Drill a hole through the block (inside the sink area!) and start there. Something like a 1" spade bit is ideal, but anything you can fit the saw blade down into will work. Make your own edge, because plunging with a reciprocal is purely for demolition or other rough work.
You don't even have to line up on the edge of the sink hole (I wouldn't, because it's easy to mess up), but anywhere near it and cut to approach your line.
My brother can do amazing stuff with just a circular, but I don't trust myself to do that when it counts and so I usually reach for the jigsaw.
Good luck, hope it all turns out nice!
Once I have the 90% done in the edge middles I'll come in with the jigsaw to turn the corners. All of this is to be buried under the sink, so short of really screwing the pooch this should be the easiest, fastest, most dependable way to knock the job out.

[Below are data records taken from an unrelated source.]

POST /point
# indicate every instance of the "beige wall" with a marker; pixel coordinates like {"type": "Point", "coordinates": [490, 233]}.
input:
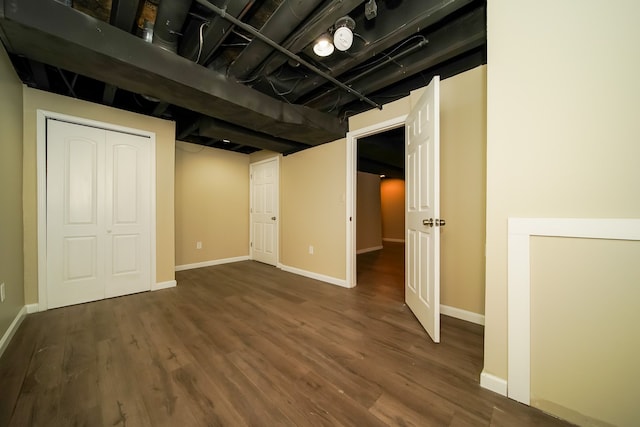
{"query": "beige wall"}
{"type": "Point", "coordinates": [462, 164]}
{"type": "Point", "coordinates": [11, 258]}
{"type": "Point", "coordinates": [392, 196]}
{"type": "Point", "coordinates": [562, 135]}
{"type": "Point", "coordinates": [584, 362]}
{"type": "Point", "coordinates": [368, 212]}
{"type": "Point", "coordinates": [212, 204]}
{"type": "Point", "coordinates": [165, 143]}
{"type": "Point", "coordinates": [312, 199]}
{"type": "Point", "coordinates": [462, 189]}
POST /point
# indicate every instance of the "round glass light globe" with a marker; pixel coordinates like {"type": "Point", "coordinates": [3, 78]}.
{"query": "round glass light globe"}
{"type": "Point", "coordinates": [343, 38]}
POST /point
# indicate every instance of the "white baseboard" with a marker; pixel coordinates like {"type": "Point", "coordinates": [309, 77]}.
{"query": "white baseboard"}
{"type": "Point", "coordinates": [164, 285]}
{"type": "Point", "coordinates": [458, 313]}
{"type": "Point", "coordinates": [493, 383]}
{"type": "Point", "coordinates": [210, 263]}
{"type": "Point", "coordinates": [13, 327]}
{"type": "Point", "coordinates": [32, 308]}
{"type": "Point", "coordinates": [316, 276]}
{"type": "Point", "coordinates": [365, 250]}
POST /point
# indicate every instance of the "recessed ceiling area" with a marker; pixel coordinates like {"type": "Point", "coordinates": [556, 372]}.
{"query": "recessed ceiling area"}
{"type": "Point", "coordinates": [242, 75]}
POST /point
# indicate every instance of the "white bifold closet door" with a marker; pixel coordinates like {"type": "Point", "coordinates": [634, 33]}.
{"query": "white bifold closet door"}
{"type": "Point", "coordinates": [98, 213]}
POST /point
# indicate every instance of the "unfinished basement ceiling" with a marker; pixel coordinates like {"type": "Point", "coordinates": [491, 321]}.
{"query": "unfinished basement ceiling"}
{"type": "Point", "coordinates": [220, 82]}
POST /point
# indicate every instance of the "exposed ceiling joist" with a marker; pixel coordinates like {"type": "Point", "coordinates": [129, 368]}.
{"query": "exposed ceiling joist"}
{"type": "Point", "coordinates": [446, 43]}
{"type": "Point", "coordinates": [113, 56]}
{"type": "Point", "coordinates": [220, 130]}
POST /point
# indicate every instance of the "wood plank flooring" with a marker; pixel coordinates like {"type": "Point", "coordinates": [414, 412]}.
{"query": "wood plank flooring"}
{"type": "Point", "coordinates": [248, 344]}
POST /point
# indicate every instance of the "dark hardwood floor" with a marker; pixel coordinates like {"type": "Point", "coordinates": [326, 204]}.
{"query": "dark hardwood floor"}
{"type": "Point", "coordinates": [248, 344]}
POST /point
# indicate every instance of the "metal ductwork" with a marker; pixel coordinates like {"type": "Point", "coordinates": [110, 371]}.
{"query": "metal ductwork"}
{"type": "Point", "coordinates": [169, 22]}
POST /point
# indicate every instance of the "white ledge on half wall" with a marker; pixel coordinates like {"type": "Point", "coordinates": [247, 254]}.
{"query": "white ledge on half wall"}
{"type": "Point", "coordinates": [210, 263]}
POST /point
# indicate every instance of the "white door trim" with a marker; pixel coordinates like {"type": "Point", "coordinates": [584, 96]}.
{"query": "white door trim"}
{"type": "Point", "coordinates": [352, 173]}
{"type": "Point", "coordinates": [41, 183]}
{"type": "Point", "coordinates": [277, 236]}
{"type": "Point", "coordinates": [520, 231]}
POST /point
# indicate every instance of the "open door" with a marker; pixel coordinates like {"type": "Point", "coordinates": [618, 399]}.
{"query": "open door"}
{"type": "Point", "coordinates": [422, 278]}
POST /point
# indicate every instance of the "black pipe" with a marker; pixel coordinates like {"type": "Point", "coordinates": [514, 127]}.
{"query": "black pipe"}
{"type": "Point", "coordinates": [288, 15]}
{"type": "Point", "coordinates": [169, 21]}
{"type": "Point", "coordinates": [223, 13]}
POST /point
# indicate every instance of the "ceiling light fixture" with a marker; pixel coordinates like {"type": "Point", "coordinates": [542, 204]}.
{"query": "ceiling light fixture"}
{"type": "Point", "coordinates": [343, 35]}
{"type": "Point", "coordinates": [323, 46]}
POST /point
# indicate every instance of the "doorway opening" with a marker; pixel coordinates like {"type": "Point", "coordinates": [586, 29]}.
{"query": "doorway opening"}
{"type": "Point", "coordinates": [380, 213]}
{"type": "Point", "coordinates": [354, 139]}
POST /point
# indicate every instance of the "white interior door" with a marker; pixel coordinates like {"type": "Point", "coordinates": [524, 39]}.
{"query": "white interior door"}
{"type": "Point", "coordinates": [264, 211]}
{"type": "Point", "coordinates": [98, 213]}
{"type": "Point", "coordinates": [422, 278]}
{"type": "Point", "coordinates": [128, 213]}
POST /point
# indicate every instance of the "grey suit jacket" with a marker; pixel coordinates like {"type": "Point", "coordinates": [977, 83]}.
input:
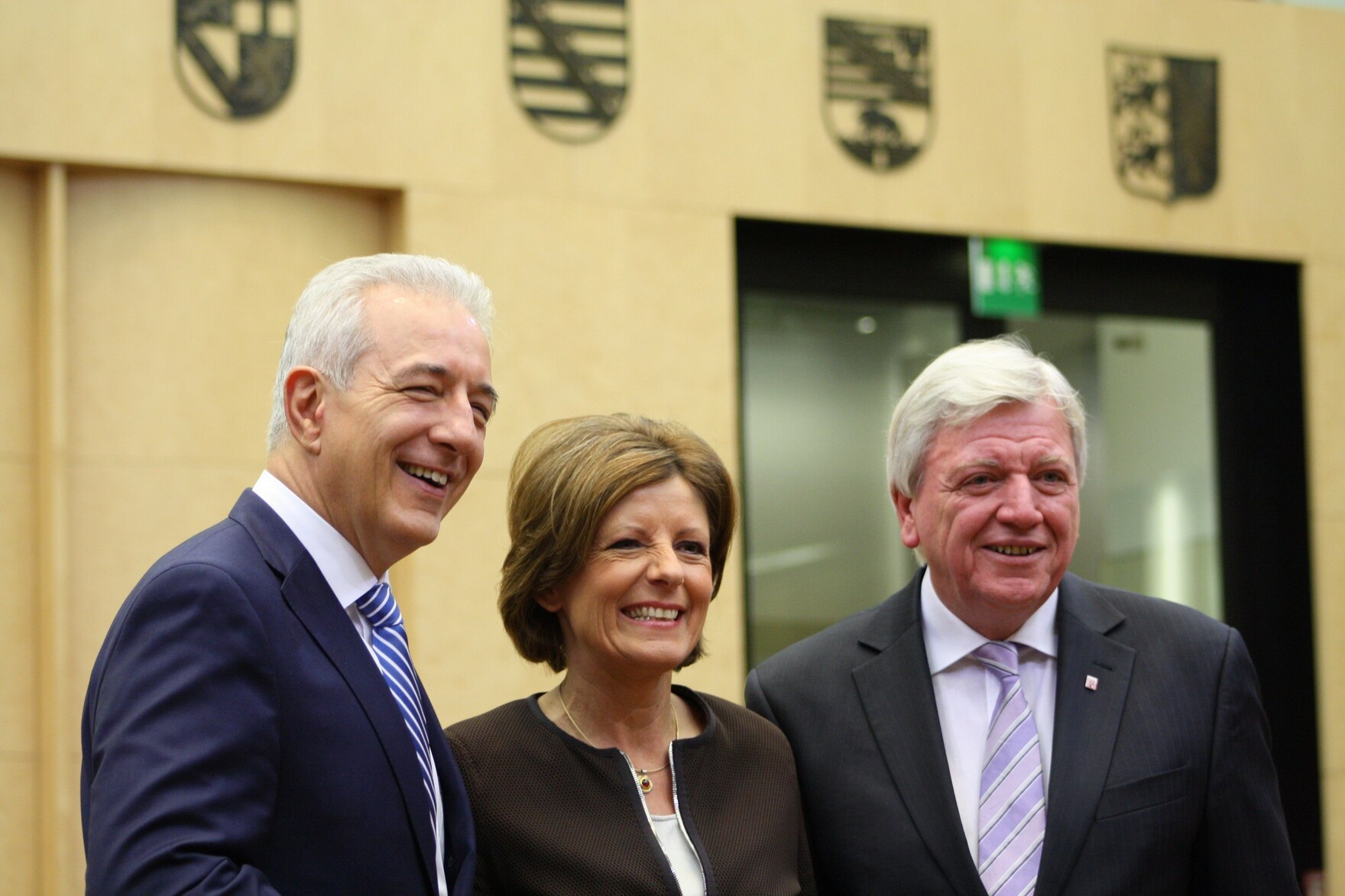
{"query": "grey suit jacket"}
{"type": "Point", "coordinates": [1161, 778]}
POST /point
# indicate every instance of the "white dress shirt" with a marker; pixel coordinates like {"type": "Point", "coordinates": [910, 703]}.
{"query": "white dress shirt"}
{"type": "Point", "coordinates": [966, 693]}
{"type": "Point", "coordinates": [348, 577]}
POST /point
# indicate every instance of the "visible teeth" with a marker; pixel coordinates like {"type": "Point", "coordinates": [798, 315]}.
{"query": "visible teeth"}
{"type": "Point", "coordinates": [651, 613]}
{"type": "Point", "coordinates": [429, 475]}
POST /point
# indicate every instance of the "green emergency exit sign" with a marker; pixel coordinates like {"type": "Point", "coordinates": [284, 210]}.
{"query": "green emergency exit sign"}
{"type": "Point", "coordinates": [1005, 279]}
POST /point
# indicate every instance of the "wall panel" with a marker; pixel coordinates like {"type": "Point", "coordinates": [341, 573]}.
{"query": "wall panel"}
{"type": "Point", "coordinates": [18, 542]}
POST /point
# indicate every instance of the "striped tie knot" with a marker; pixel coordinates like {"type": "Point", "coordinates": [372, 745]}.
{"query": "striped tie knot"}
{"type": "Point", "coordinates": [1000, 657]}
{"type": "Point", "coordinates": [1012, 820]}
{"type": "Point", "coordinates": [394, 661]}
{"type": "Point", "coordinates": [380, 607]}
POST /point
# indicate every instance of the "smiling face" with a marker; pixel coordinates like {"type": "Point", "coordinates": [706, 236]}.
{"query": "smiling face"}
{"type": "Point", "coordinates": [400, 445]}
{"type": "Point", "coordinates": [638, 606]}
{"type": "Point", "coordinates": [996, 514]}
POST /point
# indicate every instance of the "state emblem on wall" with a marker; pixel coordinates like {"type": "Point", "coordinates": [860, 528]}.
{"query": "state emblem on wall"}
{"type": "Point", "coordinates": [569, 62]}
{"type": "Point", "coordinates": [876, 90]}
{"type": "Point", "coordinates": [235, 58]}
{"type": "Point", "coordinates": [1164, 123]}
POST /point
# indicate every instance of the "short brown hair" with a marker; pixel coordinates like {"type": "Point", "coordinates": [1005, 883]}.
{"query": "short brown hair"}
{"type": "Point", "coordinates": [566, 477]}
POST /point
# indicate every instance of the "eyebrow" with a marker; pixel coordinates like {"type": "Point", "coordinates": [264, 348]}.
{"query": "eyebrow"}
{"type": "Point", "coordinates": [990, 461]}
{"type": "Point", "coordinates": [442, 371]}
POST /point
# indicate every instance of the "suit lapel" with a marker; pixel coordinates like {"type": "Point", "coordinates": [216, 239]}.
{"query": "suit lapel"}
{"type": "Point", "coordinates": [897, 697]}
{"type": "Point", "coordinates": [316, 607]}
{"type": "Point", "coordinates": [1087, 721]}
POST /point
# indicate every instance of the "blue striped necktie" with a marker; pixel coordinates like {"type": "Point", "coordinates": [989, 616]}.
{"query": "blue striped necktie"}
{"type": "Point", "coordinates": [394, 661]}
{"type": "Point", "coordinates": [1013, 798]}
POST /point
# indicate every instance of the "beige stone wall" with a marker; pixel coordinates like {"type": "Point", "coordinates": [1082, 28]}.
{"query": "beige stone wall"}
{"type": "Point", "coordinates": [150, 254]}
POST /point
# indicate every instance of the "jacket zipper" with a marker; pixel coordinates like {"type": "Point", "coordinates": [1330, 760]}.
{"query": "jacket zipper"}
{"type": "Point", "coordinates": [677, 811]}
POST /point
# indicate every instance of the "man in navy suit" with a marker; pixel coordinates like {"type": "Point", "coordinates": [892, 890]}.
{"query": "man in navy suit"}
{"type": "Point", "coordinates": [1104, 743]}
{"type": "Point", "coordinates": [240, 735]}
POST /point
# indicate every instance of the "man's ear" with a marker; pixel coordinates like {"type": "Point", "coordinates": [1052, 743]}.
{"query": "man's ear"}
{"type": "Point", "coordinates": [306, 394]}
{"type": "Point", "coordinates": [909, 537]}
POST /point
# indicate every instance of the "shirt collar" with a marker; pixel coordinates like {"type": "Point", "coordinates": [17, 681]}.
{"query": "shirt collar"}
{"type": "Point", "coordinates": [948, 639]}
{"type": "Point", "coordinates": [345, 571]}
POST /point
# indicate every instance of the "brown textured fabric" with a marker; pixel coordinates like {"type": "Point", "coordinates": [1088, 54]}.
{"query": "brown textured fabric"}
{"type": "Point", "coordinates": [559, 817]}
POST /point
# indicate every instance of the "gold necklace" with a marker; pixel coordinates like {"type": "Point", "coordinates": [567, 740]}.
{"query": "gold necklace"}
{"type": "Point", "coordinates": [642, 775]}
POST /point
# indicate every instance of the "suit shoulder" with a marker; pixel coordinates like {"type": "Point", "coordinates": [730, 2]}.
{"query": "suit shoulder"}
{"type": "Point", "coordinates": [1157, 622]}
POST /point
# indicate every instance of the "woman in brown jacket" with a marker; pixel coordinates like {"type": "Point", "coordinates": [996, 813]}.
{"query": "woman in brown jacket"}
{"type": "Point", "coordinates": [617, 781]}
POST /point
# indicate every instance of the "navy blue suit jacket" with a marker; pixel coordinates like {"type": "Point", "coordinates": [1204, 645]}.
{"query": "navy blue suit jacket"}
{"type": "Point", "coordinates": [238, 736]}
{"type": "Point", "coordinates": [1161, 779]}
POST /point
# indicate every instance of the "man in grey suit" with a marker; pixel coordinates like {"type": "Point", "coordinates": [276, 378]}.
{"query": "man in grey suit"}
{"type": "Point", "coordinates": [1001, 726]}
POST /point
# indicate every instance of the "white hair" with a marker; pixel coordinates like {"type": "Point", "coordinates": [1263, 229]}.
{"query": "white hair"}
{"type": "Point", "coordinates": [967, 383]}
{"type": "Point", "coordinates": [329, 328]}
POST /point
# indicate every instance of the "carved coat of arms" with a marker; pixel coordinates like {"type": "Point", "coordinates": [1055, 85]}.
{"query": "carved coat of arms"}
{"type": "Point", "coordinates": [569, 62]}
{"type": "Point", "coordinates": [1164, 123]}
{"type": "Point", "coordinates": [876, 90]}
{"type": "Point", "coordinates": [235, 58]}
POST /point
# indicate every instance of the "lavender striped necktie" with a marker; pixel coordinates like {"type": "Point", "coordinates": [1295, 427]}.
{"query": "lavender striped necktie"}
{"type": "Point", "coordinates": [394, 661]}
{"type": "Point", "coordinates": [1013, 800]}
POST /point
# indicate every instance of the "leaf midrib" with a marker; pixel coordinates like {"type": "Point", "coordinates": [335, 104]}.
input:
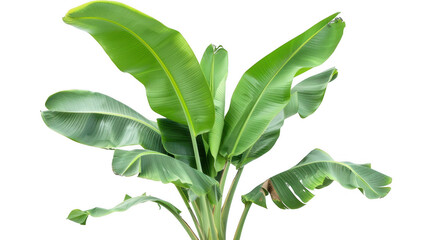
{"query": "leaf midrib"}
{"type": "Point", "coordinates": [266, 86]}
{"type": "Point", "coordinates": [167, 72]}
{"type": "Point", "coordinates": [137, 157]}
{"type": "Point", "coordinates": [339, 163]}
{"type": "Point", "coordinates": [113, 114]}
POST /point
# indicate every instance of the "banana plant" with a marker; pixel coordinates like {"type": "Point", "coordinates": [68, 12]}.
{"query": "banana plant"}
{"type": "Point", "coordinates": [195, 143]}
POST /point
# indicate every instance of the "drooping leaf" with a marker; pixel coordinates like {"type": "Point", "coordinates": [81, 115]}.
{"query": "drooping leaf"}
{"type": "Point", "coordinates": [291, 188]}
{"type": "Point", "coordinates": [264, 90]}
{"type": "Point", "coordinates": [80, 216]}
{"type": "Point", "coordinates": [215, 68]}
{"type": "Point", "coordinates": [175, 137]}
{"type": "Point", "coordinates": [306, 97]}
{"type": "Point", "coordinates": [98, 120]}
{"type": "Point", "coordinates": [159, 167]}
{"type": "Point", "coordinates": [159, 57]}
{"type": "Point", "coordinates": [310, 93]}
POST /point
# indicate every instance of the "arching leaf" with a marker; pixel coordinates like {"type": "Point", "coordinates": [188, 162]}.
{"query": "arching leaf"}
{"type": "Point", "coordinates": [98, 120]}
{"type": "Point", "coordinates": [80, 216]}
{"type": "Point", "coordinates": [306, 97]}
{"type": "Point", "coordinates": [291, 188]}
{"type": "Point", "coordinates": [159, 167]}
{"type": "Point", "coordinates": [264, 90]}
{"type": "Point", "coordinates": [159, 57]}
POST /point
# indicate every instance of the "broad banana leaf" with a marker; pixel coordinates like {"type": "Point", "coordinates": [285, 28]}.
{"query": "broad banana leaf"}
{"type": "Point", "coordinates": [291, 188]}
{"type": "Point", "coordinates": [80, 216]}
{"type": "Point", "coordinates": [215, 68]}
{"type": "Point", "coordinates": [159, 57]}
{"type": "Point", "coordinates": [264, 90]}
{"type": "Point", "coordinates": [159, 167]}
{"type": "Point", "coordinates": [306, 98]}
{"type": "Point", "coordinates": [177, 141]}
{"type": "Point", "coordinates": [98, 120]}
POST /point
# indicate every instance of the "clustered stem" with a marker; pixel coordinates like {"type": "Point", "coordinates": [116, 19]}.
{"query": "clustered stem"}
{"type": "Point", "coordinates": [211, 220]}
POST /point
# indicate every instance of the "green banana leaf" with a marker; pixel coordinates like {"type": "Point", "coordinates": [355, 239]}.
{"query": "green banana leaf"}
{"type": "Point", "coordinates": [159, 57]}
{"type": "Point", "coordinates": [291, 189]}
{"type": "Point", "coordinates": [98, 120]}
{"type": "Point", "coordinates": [159, 167]}
{"type": "Point", "coordinates": [80, 216]}
{"type": "Point", "coordinates": [264, 90]}
{"type": "Point", "coordinates": [214, 64]}
{"type": "Point", "coordinates": [306, 98]}
{"type": "Point", "coordinates": [177, 141]}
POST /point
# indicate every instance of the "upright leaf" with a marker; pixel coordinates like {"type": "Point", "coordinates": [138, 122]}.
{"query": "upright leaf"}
{"type": "Point", "coordinates": [159, 167]}
{"type": "Point", "coordinates": [159, 57]}
{"type": "Point", "coordinates": [215, 68]}
{"type": "Point", "coordinates": [98, 120]}
{"type": "Point", "coordinates": [306, 97]}
{"type": "Point", "coordinates": [264, 90]}
{"type": "Point", "coordinates": [291, 188]}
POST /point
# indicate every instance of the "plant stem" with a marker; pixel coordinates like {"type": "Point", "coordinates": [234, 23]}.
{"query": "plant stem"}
{"type": "Point", "coordinates": [186, 201]}
{"type": "Point", "coordinates": [242, 220]}
{"type": "Point", "coordinates": [213, 230]}
{"type": "Point", "coordinates": [184, 224]}
{"type": "Point", "coordinates": [228, 200]}
{"type": "Point", "coordinates": [224, 175]}
{"type": "Point", "coordinates": [205, 204]}
{"type": "Point", "coordinates": [196, 153]}
{"type": "Point", "coordinates": [218, 206]}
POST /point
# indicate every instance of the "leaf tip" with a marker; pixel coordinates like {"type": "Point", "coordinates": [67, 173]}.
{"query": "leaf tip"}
{"type": "Point", "coordinates": [78, 216]}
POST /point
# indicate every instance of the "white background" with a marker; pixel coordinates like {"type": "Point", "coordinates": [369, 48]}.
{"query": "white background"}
{"type": "Point", "coordinates": [376, 111]}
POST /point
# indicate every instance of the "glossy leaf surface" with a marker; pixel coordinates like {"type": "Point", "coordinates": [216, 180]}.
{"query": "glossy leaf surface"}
{"type": "Point", "coordinates": [98, 120]}
{"type": "Point", "coordinates": [306, 98]}
{"type": "Point", "coordinates": [214, 64]}
{"type": "Point", "coordinates": [159, 57]}
{"type": "Point", "coordinates": [264, 90]}
{"type": "Point", "coordinates": [159, 167]}
{"type": "Point", "coordinates": [291, 188]}
{"type": "Point", "coordinates": [80, 216]}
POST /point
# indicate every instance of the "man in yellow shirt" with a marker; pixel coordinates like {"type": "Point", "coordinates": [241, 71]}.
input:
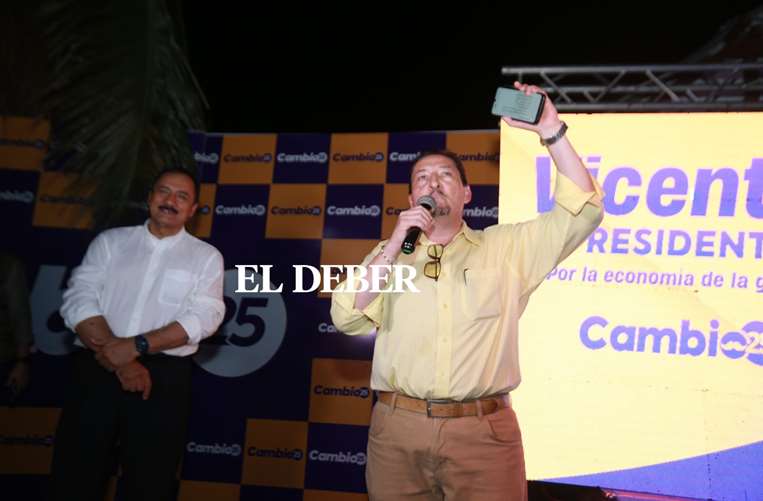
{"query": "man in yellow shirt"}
{"type": "Point", "coordinates": [446, 357]}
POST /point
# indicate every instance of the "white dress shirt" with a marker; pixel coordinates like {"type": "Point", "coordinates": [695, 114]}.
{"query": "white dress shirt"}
{"type": "Point", "coordinates": [140, 283]}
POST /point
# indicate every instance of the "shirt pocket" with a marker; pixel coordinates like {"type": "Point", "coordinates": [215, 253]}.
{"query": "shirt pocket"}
{"type": "Point", "coordinates": [176, 285]}
{"type": "Point", "coordinates": [481, 295]}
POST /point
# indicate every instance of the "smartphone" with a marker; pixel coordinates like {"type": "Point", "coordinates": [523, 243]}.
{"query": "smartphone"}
{"type": "Point", "coordinates": [518, 105]}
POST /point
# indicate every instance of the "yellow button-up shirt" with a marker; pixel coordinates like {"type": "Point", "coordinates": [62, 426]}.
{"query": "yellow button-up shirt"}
{"type": "Point", "coordinates": [457, 338]}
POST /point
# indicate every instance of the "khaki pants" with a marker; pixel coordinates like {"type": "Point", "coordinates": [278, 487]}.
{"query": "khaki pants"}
{"type": "Point", "coordinates": [412, 456]}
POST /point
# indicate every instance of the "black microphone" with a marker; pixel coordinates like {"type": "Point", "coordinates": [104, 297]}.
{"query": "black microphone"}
{"type": "Point", "coordinates": [409, 244]}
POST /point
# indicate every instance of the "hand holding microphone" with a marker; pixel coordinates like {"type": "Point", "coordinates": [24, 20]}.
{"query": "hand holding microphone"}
{"type": "Point", "coordinates": [410, 224]}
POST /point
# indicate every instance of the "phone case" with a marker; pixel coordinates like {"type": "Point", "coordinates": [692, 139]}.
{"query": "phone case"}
{"type": "Point", "coordinates": [517, 105]}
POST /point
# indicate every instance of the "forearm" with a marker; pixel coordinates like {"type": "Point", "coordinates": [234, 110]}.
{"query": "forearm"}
{"type": "Point", "coordinates": [170, 336]}
{"type": "Point", "coordinates": [568, 162]}
{"type": "Point", "coordinates": [94, 332]}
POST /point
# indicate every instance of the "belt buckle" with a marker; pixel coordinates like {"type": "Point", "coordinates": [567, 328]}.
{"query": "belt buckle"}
{"type": "Point", "coordinates": [436, 401]}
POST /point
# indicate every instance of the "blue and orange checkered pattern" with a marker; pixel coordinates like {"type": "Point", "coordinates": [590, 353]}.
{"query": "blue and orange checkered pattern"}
{"type": "Point", "coordinates": [281, 399]}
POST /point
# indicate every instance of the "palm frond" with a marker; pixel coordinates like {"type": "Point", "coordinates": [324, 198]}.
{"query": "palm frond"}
{"type": "Point", "coordinates": [122, 97]}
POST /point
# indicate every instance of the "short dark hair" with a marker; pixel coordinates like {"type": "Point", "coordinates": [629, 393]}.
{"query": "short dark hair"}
{"type": "Point", "coordinates": [182, 171]}
{"type": "Point", "coordinates": [445, 153]}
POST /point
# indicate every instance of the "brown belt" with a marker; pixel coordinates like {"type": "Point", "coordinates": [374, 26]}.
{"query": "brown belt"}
{"type": "Point", "coordinates": [446, 408]}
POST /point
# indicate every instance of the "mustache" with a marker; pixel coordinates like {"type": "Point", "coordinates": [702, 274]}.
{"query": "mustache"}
{"type": "Point", "coordinates": [169, 208]}
{"type": "Point", "coordinates": [440, 211]}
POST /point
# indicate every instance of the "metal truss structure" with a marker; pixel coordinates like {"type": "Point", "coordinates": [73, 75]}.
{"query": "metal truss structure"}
{"type": "Point", "coordinates": [649, 88]}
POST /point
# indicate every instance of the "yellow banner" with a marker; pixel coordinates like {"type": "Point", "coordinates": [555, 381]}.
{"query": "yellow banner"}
{"type": "Point", "coordinates": [646, 345]}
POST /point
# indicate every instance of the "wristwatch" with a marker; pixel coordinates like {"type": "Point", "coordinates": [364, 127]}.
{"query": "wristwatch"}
{"type": "Point", "coordinates": [141, 344]}
{"type": "Point", "coordinates": [548, 141]}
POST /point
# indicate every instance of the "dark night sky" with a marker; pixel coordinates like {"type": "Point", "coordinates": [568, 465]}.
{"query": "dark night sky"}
{"type": "Point", "coordinates": [415, 66]}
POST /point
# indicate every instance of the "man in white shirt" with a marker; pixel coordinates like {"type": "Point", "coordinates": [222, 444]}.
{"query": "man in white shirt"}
{"type": "Point", "coordinates": [140, 303]}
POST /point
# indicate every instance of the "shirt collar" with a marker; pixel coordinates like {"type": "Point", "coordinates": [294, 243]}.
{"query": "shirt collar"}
{"type": "Point", "coordinates": [166, 241]}
{"type": "Point", "coordinates": [472, 236]}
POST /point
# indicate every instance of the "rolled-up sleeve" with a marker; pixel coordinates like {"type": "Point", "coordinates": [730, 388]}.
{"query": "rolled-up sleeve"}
{"type": "Point", "coordinates": [81, 300]}
{"type": "Point", "coordinates": [206, 308]}
{"type": "Point", "coordinates": [537, 246]}
{"type": "Point", "coordinates": [349, 319]}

Although Mezike's comment has me thinking on my second read of it. If I can hit the rounded corner with a drill bit that matches the curve of the bend I could finish with the circular saw entirely. Either will be fine I'm sure, but that sure would be fast and easy.
My wife is still mulling her waterproofing options. She's oiled the butcher block on the other side of the kitchen and, frankly, it looks stunning. There's a richness and warmth to real wood that marble and the like can't hold a candle to.
But this piece will be around the sink and will certainly deal with more standing water. So the option is to get a waterproofing lacquer for it, which she's purchased, but it makes the wood shine where the oil does not. This is 8+ feet of counter and she doesn't want to lacquer the entire thing but I'm not sure she has much choice. The other option is that we just keep it really oiled and really dry as much as possible.
ubarose wrote: Rediscovered an old hobby.
We decided to un-pack the final half dozen boxes that we never unpacked when we moved back into the house. The first two boxes we pulled out were full of Lego. Lego that had once been completed models Lego that had once been carefully sorted into bins by size and shape. All tipped out and dumped unceremoniously into two huge cardboard boxes. A seriously ridiculous amount of Lego in a state of total chaos.
We have spent the past two weeks sorting Lego and reassembling models. We have one model left to put together tomorrow. After two weeks, I would have thought the Spawn would have been sick of Lego, but she asked for another model for her birthday next week. So I guess our back-up hobby, for now anyway, is Lego.
My wife is a big Lego fan and I got her the Fiat 500 kit. It is a super cute kit to put together. The Wall-E one is really great too. Just in case you are looking for kits to muck about with.
Ah_Pook wrote: hey i became a twitch affiliate, so thats pretty exciting.
To celebrate becoming a Twitch affiliate I'm going to do a special long stream tomorrow Saturday 3/20 starting at 10am EST. I'm going to play through an entire campaign of Dungeon Degenerates (or if we don't finish, at least a whole lot of DD). I'm going to give away a copy of original Dungeonquest at some point too. I try not to spam, but hey it's a special occasion if you're free and want to come hang out you would be more than welcome!
I am far from a serious mountain biker - it's not a hobby, I just have one and ride it on dirt tracks and fire trails around here - but that sounds like fun.
Today I went for a ride, there is a big long muddy puddle on one of the tracks I use - i've ridden through it before, no issues, went through it today one way, no issues, on the way back , went in , hit something, totally stacked in to it. Good fun. I suggest a water feature in your setup
I strung it with 30-lb braided line so I can throw lures into brush without fear, but I might take it off and replace it with 10-lb monofilament. Or at the very least take all the line off and put it back with much more tension. I thought I had enough tension when I spooled it on the reel, but the line gets caught often enough when casting that I know I didn't spool it onto the reel quite right.
ETA: Caught the first bass of the year out of my pond. Had bought my wife a baitcaster too. She doesn't like spinning reels, and quality spincast reels are thin on the ground. I was using her pole, since it was Texas rigged and I was feeling too lazy to mess with mine. I always have good luck with these mud bugs , in a muddy green color.